Unless there is anything else, that brings me neatly to another point that is raised against us, which is that there is an absurdity, perhaps – our learned friend Mr Begbie ultimately did not like the word “absurdity”, but he accepted, perhaps, if I can put it more neutrally, that there are anomalies with respect to what a regulator has to do to prove the contraventions en masse. One of the things, starkly, on his analysis, that the regulators would have to prove is receipt by each of the persons who are the subject of the communication.
To adopt what Justice Perry says, and say that you can infer those things, it may be right, maybe you can prove up a circumstantial case from time to time, en masse. Certainly, you could do what your Honour Justice Jagot acknowledged in the Reckitt Case on appeal, which is to say there must have been at least 5.9 million contraventions. The likelihood that the Parliament intended that the regulator should have to go out, to establish a contravention, to find every person who had received it – if they had driven past a billboard on a main road, you would have to find the
people who had driven past it and seen it; people who had driven past a corflute on a street, you would have to drive past, and see, and find them and get them in to prove that they saw it.
Those things are not just problems for the regulator, as our learned friends tried to comfort the Court, they are things which make it unlikely that that was what Parliament intended, because it is an unlikely construction.

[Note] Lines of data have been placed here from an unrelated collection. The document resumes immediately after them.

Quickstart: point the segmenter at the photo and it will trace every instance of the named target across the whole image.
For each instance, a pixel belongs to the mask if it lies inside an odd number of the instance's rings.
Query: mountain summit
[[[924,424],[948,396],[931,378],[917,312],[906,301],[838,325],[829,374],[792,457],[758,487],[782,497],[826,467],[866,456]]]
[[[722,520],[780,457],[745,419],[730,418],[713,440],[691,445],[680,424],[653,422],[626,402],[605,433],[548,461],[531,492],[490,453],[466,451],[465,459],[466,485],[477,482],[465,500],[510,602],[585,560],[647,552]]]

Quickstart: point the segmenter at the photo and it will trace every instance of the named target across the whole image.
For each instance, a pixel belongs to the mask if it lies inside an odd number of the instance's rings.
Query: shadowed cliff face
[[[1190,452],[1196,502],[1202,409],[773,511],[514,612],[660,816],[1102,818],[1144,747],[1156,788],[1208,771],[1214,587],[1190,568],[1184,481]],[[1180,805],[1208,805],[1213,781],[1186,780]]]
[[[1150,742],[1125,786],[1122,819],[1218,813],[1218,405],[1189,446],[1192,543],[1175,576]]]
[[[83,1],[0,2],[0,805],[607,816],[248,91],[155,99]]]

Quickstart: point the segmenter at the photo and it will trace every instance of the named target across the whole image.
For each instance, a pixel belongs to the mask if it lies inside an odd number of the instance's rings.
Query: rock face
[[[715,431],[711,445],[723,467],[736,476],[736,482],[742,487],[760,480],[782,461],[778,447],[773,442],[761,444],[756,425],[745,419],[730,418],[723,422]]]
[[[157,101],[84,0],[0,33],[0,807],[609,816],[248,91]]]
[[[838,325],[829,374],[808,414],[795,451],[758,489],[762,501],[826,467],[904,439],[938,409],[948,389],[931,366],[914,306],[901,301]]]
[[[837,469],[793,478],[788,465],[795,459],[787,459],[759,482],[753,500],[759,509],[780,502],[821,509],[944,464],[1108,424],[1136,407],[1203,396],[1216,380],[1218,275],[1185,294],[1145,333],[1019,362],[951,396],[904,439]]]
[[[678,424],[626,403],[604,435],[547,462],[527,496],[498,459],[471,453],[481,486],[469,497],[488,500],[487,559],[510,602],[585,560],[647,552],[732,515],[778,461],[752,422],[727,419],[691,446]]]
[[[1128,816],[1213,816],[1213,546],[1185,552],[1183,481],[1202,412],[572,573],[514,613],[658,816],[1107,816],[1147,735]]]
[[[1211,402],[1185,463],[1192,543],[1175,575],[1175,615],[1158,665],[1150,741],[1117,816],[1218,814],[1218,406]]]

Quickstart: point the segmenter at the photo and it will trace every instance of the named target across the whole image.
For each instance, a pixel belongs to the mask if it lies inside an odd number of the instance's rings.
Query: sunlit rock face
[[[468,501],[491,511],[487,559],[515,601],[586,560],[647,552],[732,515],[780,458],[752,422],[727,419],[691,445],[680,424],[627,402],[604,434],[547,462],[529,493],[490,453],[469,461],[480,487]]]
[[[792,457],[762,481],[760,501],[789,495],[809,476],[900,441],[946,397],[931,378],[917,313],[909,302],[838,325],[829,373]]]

That brings me to the suggestion that the characterisation of our learned friend’s argument as a bigger penalty is always a better penalty is nothing more than a straw man.
Can I ask your Honours to go to Justice Perry’s reasons in the Full Court; you will see this in the core appeal book, if I can take your Honours to page 120 and to paragraph 101. What her Honour says there is that:
Mr Laming’s construction would have the result that the same maximum penalty of $25,200 for a natural person would apply irrespective of whether or not the communication was, for example, to one person or 500,000 electors –
Skipping over the parenthetical there:
While Mr Laming submits that such different scenarios might be accommodated on his construction in the assessment of the appropriate civil penalty, the construction is a highly unlikely one. In particular, it is difficult to reconcile that construction with the primary purpose of the civil penalty regime, being general and specific deterrence.
This comes back to the billionaire point that our learned friends make. An individual might well consider that the payment of the maximum penalty would be a small price to pay for the publication of a post on social media.
So, that is a passage of the judgement which our learned friends expressly support in their written outline, because when we criticise it, they say none of our criticisms of Justice Perry’s reasons are made good. That argument is a statement that the construction for which our learned friends contend is more likely because you will get bigger penalties that way.
Subject to any questions the Court has, those are our submissions. Thank you.
GAGELER CJ: Thank you, Mr Ferrett. The Court will consider its decision in this matter and will adjourn until 10.00 am tomorrow.